At AIPL, we’ve been posting Manhattan plots of the marker effects for each breed-trait combination with each official release of our genomic predictions. For example, consider the plot of lifetime net merit for Holsteins from the April, 2010 run:
These plots are produced automatically using Python and matplotlib. The scripts run fairly quickly and they’ve proven to be fairly dependable. I recently had a request from a colleague to produce similar plots for data produced as part of an ongoing research project here in the lab. I thought that this would be a great time to try making similar plots using the very cool ggplot2 library for R.
I got 90% of the way to the result I wanted very quickly, which was great. Then I ran into problems. Fortunately, I found a straightforward solution that I will discuss below. As you can see from the plot above, the data on the x-axis consist of markers ordered by their location in the genome. Markers assigned to the same chromosome are shaded the same color, and I’m using a simple seven-color palette that repeats. I was able to produce a graphic that had the correct shading but an x-axis labeled with marker locations, not chromosome numbers. All I needed to do was replace the x-axis labels, or scale in the vocabulary used by ggplot2, with the correct labels. Fortunately, I had seen a final product similar to what I wanted over at Getting Genomics Done in the post GWAS Manhattan plots and QQ plots using ggplot2 in R.

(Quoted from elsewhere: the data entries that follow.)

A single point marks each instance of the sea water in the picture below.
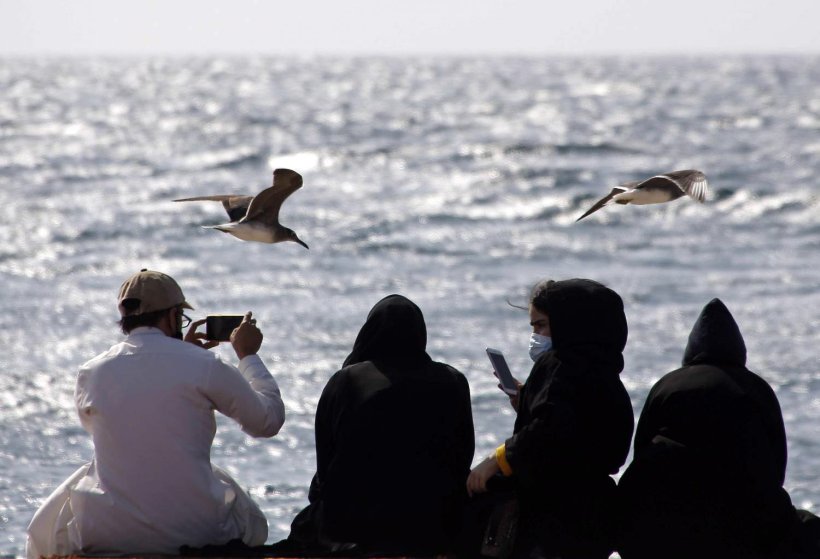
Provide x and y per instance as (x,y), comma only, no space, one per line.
(454,181)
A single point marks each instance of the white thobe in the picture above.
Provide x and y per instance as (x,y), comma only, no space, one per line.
(148,403)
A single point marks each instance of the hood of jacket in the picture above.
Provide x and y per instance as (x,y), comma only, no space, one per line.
(715,338)
(394,335)
(586,316)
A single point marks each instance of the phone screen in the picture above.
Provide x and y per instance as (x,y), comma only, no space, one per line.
(218,327)
(502,371)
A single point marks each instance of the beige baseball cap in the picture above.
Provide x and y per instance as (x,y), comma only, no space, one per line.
(155,291)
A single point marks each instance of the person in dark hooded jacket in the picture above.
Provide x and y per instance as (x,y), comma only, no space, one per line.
(394,444)
(574,424)
(709,461)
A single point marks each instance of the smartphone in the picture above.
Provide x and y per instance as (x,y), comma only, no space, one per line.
(502,371)
(218,327)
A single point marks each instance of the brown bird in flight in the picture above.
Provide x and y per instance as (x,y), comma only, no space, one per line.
(656,190)
(256,218)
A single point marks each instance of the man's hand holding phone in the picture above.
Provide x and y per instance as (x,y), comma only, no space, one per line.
(246,339)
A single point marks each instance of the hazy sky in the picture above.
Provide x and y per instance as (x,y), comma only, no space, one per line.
(409,27)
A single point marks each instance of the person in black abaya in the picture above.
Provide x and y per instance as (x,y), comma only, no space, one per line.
(394,444)
(709,460)
(574,424)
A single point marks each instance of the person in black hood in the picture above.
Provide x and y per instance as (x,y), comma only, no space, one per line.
(574,424)
(709,461)
(394,444)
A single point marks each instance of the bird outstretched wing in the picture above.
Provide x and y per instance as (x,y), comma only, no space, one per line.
(266,205)
(690,182)
(603,201)
(236,205)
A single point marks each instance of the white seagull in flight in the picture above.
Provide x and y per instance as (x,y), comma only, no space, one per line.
(656,190)
(256,218)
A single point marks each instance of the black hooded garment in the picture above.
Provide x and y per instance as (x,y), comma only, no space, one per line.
(707,475)
(574,424)
(394,444)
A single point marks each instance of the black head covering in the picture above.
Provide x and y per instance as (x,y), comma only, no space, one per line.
(393,336)
(715,338)
(585,314)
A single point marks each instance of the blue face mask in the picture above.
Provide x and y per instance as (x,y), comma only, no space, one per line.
(539,344)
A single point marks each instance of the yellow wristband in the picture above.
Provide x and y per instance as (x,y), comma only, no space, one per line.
(501,458)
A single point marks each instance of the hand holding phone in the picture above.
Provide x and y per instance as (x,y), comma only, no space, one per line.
(218,327)
(502,372)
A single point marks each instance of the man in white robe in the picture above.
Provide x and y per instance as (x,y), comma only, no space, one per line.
(148,403)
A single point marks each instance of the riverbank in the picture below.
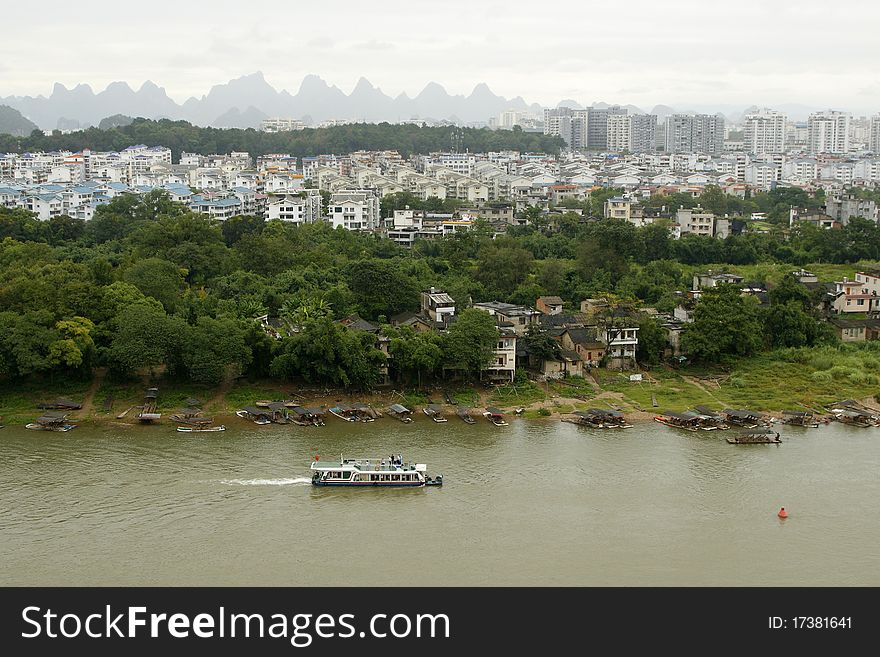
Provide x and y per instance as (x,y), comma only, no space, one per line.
(794,379)
(557,401)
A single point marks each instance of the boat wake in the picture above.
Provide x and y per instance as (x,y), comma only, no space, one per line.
(267,482)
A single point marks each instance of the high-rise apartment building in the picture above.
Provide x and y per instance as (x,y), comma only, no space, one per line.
(874,142)
(764,132)
(828,132)
(695,133)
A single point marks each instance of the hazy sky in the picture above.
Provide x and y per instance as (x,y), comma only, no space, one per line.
(645,52)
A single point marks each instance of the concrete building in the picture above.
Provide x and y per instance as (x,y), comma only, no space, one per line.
(764,132)
(874,141)
(597,125)
(642,132)
(695,133)
(620,133)
(304,209)
(437,305)
(281,125)
(695,220)
(354,210)
(828,132)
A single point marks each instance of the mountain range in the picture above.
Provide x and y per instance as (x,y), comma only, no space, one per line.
(245,101)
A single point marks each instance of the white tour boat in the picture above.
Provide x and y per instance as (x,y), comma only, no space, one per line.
(391,471)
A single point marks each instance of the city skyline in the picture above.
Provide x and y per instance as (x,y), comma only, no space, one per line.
(673,55)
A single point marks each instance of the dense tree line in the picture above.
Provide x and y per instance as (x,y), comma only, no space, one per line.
(181,136)
(147,284)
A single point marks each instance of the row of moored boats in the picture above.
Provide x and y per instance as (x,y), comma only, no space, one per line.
(280,412)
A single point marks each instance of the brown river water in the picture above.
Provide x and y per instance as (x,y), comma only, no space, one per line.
(534,503)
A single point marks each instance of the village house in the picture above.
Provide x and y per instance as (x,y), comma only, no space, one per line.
(549,305)
(585,343)
(853,297)
(855,330)
(509,315)
(437,306)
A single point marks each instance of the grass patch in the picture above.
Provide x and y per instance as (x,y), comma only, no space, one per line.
(19,399)
(245,393)
(518,394)
(466,397)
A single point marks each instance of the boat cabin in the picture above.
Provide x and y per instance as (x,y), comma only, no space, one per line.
(371,472)
(400,412)
(600,418)
(799,419)
(742,418)
(688,421)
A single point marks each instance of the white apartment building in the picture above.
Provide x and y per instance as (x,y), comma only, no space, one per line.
(695,220)
(765,132)
(296,209)
(874,140)
(619,133)
(695,133)
(828,132)
(762,175)
(281,125)
(354,210)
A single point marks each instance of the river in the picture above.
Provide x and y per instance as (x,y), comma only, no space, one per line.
(535,503)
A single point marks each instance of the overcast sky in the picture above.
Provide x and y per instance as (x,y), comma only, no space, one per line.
(697,53)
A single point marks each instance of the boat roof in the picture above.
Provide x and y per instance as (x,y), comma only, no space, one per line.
(253,410)
(680,416)
(852,413)
(740,413)
(52,416)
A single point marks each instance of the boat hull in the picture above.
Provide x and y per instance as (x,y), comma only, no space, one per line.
(380,484)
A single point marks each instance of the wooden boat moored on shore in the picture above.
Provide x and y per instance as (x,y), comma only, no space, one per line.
(51,421)
(259,416)
(759,437)
(495,416)
(344,413)
(854,418)
(799,419)
(400,412)
(308,416)
(599,418)
(435,412)
(742,418)
(464,412)
(679,420)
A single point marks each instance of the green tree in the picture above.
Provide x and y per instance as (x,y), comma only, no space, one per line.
(211,346)
(470,342)
(146,338)
(652,341)
(501,267)
(414,353)
(725,324)
(158,278)
(381,288)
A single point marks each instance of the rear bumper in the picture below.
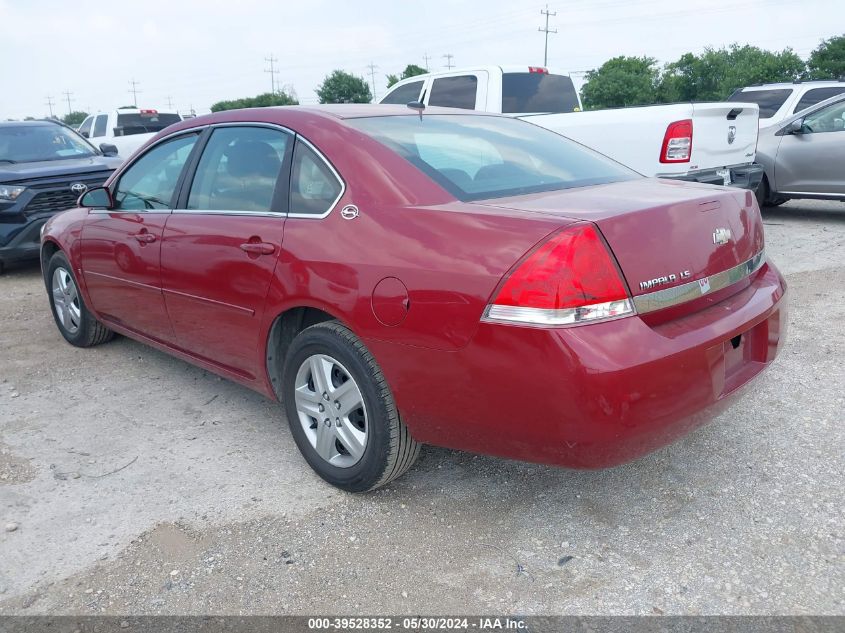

The solution was very simple: I had to provide a list of breaks (tick mark locations) and labels to scale_x_continuous() which I then overlaid on the graph. Here are the results:
I used the aggregate() function to find the locations of the first and last marker on each chromosome. The breaks were calculated as: first SNP location + floor( ( last SNP location – first SNP location ) / 2 ), and the chromosome numbers were used as the corresponding labels. (I know that cattle have only 30 chromosomes; we use a numbering scheme internally which distinguishes between SNP in the pseudoautosomal and non-pseudoautosomal regions of the X chromosome, which is why there’s a 30 between autosome 29 and the X. The label “PAR” is too big to fit in the space available.)
Here’s the code that produced the second plot:
p_milk <- ggplot(data = yld, aes(snp_id, milk, color = chrome)) + geom_point() + scale_colour_manual(value = colours) + opts(legend.position = "none") + scale_x_continuous(name = "Chromosome", breaks = unique(yld$tick), labels = unique(yld$label)) + ylab("Marker Effect (pounds)") + ylim(0, 35) + opts(title = "Distribution of adjusted marker effects for HO milk")
Of particular interest is the line scale_x_continuous(name = “Chromosome”, breaks = unique(yld$tick), labels = unique(yld$label)), which overlays the new scale with the chromosome numbers on it. The vector yld$tick includes the breaks calculated using the formula mentioned above, and yld$label is a vector of strings used to label the breaks.
I also ran into a minor issue while trying to use scale_colour_brewer() to shade the points on each chromosome — the number of chromosomes (31) exceeded the maximum number of levels that can scale_colour_brewer() accommodate. I still wanted to use those colors, so I manually pulled the first 7 colors from the Brewer “Set1″ palette, put them in a list, and handed them to scale_colour_manual(). Worked like a charm.
library("RColorBrewer") colours <- rep(c(brewer.pal(n = 7, name = "Set1")),5)
In addition to looking at the examples and code on Getting Genomics Done I also made heavy use of Hadley Wickham’s excellent book “ggplot2: Elegant Graphics for Data Analysis”. (Note: I copied the link from the author’s website, so I suppose there could be an affiliate code in there.) The conceptual framework of building graphics in layers is both easy to understand and powerful in application. I look forward to making more use of ggplot2 in the future.